GovernmentDemocracyEuropean UnionNational Institutes of Health

Commentator D.A. Henderson's recent piece on smallpox contained an unbalanced and inaccurate description of a smallpox vaccine produced by my company, Bavarian Nordic ("Smallpox virus stocks are dangerous," Aug 6).

Contrary to his statements, our vaccine, Imvamune, is licensed in Canada and throughout the European Union. It is also held in the Strategic National Stockpile, a cache of medical products maintained by the U.S. government for use in emergencies.

In the event of an accidental or intentional release of smallpox, Imvamune could be made available to protect the millions of people at risk of serious side effects from traditional vaccines — those who suffer from eczema (a common skin disorder especially prevalent among children) or who have compromised immune systems such as HIV.

Imvamune is injected like other modern vaccines and therefore does not produce an open lesion, or "take," as do older smallpox vaccines.

The vaccine was developed through a successful decade-long partnership between Bavarian Nordic and the U.S. government. Through grants and contracts with the National Institutes of Health and the Biomedical Advanced Research and Development Authority, Bavarian Nordic developed a product specifically designed to fulfill the government's requirements, thereby ensuring all Americans are equally protected.

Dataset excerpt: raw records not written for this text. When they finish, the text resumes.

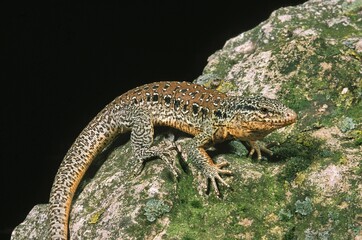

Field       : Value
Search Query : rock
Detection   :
[12,0,362,239]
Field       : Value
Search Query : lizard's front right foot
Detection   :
[204,162,232,198]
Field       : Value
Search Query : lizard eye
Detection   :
[260,107,268,113]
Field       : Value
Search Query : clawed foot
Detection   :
[204,162,232,198]
[242,141,278,160]
[134,140,180,179]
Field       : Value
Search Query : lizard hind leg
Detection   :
[181,136,232,198]
[131,109,179,179]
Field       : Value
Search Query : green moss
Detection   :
[144,199,170,222]
[294,197,313,216]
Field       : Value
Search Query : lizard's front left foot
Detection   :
[134,140,180,179]
[243,141,273,160]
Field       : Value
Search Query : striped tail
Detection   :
[49,107,119,240]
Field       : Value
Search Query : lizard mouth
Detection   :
[263,109,297,127]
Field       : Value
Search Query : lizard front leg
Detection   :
[242,140,273,160]
[181,133,232,197]
[131,108,179,178]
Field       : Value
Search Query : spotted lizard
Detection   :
[49,82,297,240]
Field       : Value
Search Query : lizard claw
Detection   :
[243,141,275,160]
[205,161,232,198]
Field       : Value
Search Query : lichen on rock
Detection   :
[12,0,362,239]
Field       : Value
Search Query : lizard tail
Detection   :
[49,107,119,240]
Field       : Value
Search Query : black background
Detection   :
[0,0,305,239]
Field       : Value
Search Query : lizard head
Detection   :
[223,97,297,139]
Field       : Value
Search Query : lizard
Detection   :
[49,81,297,240]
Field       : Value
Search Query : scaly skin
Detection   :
[49,82,297,240]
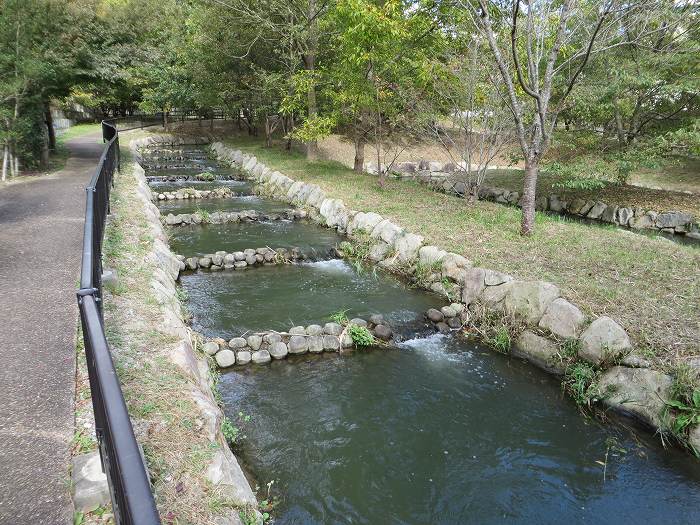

I am proud of this strong collaboration and believe that partnerships like this are the best example of how the expertise of the biomedical industry can be utilized to meet the public health needs of governments.

Indeed, Bavarian Nordic is now using the platform technology we created to develop vaccines against other infectious diseases, such as Ebola, which is currently affecting nations and critical health care workers throughout Africa.

Paul Chaplin, Washington, D.C.

The writer is president & CEO of Bavarian Nordic A/S.